Because of the excellence of our staff, faculty, and administrators leading pandemic response, we have achieved this while: managing through the largest budget shortfalls in a century, keeping them in check and making them far less damaging than we anticipated and preventing the across-the-board compensation actions we had feared last summer. Nevertheless, jobs have been affected, in many ways. We are proposing to the Board to hold tuition flat for one more year — four years running — to give our families the ability to recover financially as well. The Commonwealth has supported a $76 million computer science building. We have launched new programs, taught in new ways, forged bonds across our silos. And we’ve learned we can do more than most of us imagined. We are planning an in-person Commencement — six, actually. We are not at the end of the semester yet: We have 30 days to go. Yet I feel confident saying that we will get there.

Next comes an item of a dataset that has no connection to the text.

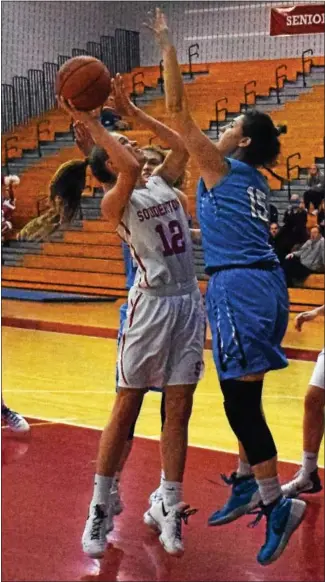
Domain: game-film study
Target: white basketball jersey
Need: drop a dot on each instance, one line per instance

We have faced hard decisions, and there will be more. So we must remain laser focused on our pandemic response to see William & Mary through.

Come summer, we will be entering a slowdown and have time to take stock. We will move through the phases of a cautious return to in-person work and learning, consistent with our commitments to public health and Commonwealth guidelines. Via the final phase of strategic planning, we will identify how to carry forward the momentum gained in this difficult year.

Right now, as the semester closes, this is a time to persevere with empathy. A time to repeat to each other, no matter how weary or distressed we are: We can give each other grace, cut each other slack, find space for respite. We can listen across differences and across generations. We can seek to verify rumors before acting on them, because we value our commitment to facts as a public good. Pandemics make any community especially vulnerable to othering, xenophobia, racism, misogyny and bias of many kinds. We can counter those impulses with courage, in a way that calls others in. These commitments uphold our values of belonging and integrity. Like our Healthy Together commitments, they keep our eye on the prize: seeing W&M through an ongoing pandemic safely and with grace.

This is also a time to persevere with pride at our ability to pull together through strenuous challenges and deep conflicts. This is how I will remember William & Mary during pandemic: Our students cared for each other and for our city with extraordinary commitment, and our city did the same for us in turn. Our excellence in pandemic response brought us together in ways that would have been unimaginable when we began the year.

With all the above in mind, the focus of this board meeting is important actions that close out the year. The board brings to conclusion key steps in naming and renaming that were prioritized by the report of the Working Group on Principles of Naming and Renaming, and it takes up the administration’s recommended tuition and budget for FY22.

Yesterday we focused on strategic planning, as we have asked the whole community to do this month. That conversation reflected on our key success factors in sustaining momentum over the next several years, from what we have learned under pandemic. We were also able to share with the board the massive achievements of our exceptionally talented, creative, dedicated William & Mary people. They have steered us to so many hard-won successes. 

This is what I most want my colleagues across the university, in every role, to hear: Thank you! You are the best colleagues imaginable.